LILA YELDA PETERSEN DIAS DA COSTA
Professora aposentada
Já em casa, no final da tarde desta quarta-feira, Lila disse à reportagem, por telefone, que pretende passar uma mensagem de fé, de confiança em Deus e na equipe médica. Também pediu que cada um faça sua parte e procure se proteger.
— Não é brincadeira. É uma sensação que não desejo a ninguém. Só quem passou entende. É uma situação em que você se vê, de numa hora para outra, na UTI. É uma doença que te tira o raciocínio, te deixa completamente fora da casinha. É uma situação muito diferente de tudo que já passei — afirma a professora.
Segundo o médico, os irmãos foram os pacientes que ficaram mais tempo internados na instituição com covid-19:
— Eles tinham uma enfermaria inteira só para eles. Duas, três técnicas de enfermagem em cima deles o tempo todo, observando qualquer piora. Também cuidados de alimentação e fisioterapia pulmonar.
Silva defende a importância da manutenção do distanciamento social e explica que, com um nível de sobrecarga maior no hospital, não há como o médico estar de olho em todos os sinais e sintomas do paciente.
— Se a pessoa chegar hoje na Santa Casa, como nossa taxa de ocupação é mínima, poderá ter certeza de atendimento adequado.
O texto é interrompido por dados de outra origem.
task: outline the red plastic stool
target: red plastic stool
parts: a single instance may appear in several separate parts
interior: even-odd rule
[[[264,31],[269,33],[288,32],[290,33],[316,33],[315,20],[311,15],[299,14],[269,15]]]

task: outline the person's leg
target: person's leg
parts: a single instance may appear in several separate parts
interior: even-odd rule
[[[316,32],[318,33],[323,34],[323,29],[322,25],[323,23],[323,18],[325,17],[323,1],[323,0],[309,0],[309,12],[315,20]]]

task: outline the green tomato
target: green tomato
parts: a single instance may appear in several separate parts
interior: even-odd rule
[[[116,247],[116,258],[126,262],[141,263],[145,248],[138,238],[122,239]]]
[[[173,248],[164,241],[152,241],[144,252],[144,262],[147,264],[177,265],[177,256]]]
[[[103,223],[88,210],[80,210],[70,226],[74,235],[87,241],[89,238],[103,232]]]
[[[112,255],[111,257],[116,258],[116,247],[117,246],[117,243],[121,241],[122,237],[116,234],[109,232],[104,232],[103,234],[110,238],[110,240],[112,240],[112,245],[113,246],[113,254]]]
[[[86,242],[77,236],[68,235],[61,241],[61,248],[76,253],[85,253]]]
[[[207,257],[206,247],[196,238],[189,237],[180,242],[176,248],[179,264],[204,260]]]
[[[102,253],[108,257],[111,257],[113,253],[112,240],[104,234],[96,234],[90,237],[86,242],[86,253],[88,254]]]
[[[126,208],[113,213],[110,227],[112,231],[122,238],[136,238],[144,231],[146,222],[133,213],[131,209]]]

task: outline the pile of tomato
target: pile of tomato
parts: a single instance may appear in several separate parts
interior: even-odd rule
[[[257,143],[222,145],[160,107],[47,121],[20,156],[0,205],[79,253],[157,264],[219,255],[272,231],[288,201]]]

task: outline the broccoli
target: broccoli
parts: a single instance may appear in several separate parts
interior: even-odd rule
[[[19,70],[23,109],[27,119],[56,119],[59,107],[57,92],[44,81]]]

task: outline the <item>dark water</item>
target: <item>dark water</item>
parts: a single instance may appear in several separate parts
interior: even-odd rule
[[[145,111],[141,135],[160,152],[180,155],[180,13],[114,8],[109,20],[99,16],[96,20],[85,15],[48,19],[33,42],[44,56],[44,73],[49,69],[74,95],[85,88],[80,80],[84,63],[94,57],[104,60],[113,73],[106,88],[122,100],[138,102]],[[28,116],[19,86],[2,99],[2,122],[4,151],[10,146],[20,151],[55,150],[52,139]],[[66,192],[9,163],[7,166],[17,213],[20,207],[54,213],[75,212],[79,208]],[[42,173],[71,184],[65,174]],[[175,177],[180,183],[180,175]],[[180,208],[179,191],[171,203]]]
Agora, se houver uma grande sobrecarga, não se pode garantir nada. Isso faz toda a diferença. A pior coisa é chegar no hospital e morrer por falta de leito e respirador.
A alta dos irmãos Petersen também espalhou motivação entre a equipe. Para a enfermeira Aimeé Lersch, acompanhar a evolução clínica dos dois pacientes, ambos no grupo de risco, mostra que os profissionais têm exercido a profissão com qualidade e segurança:
— Para nós, representa que conseguimos prestar assistência de enfermagem, médica e fisioterapêutica de eficiência.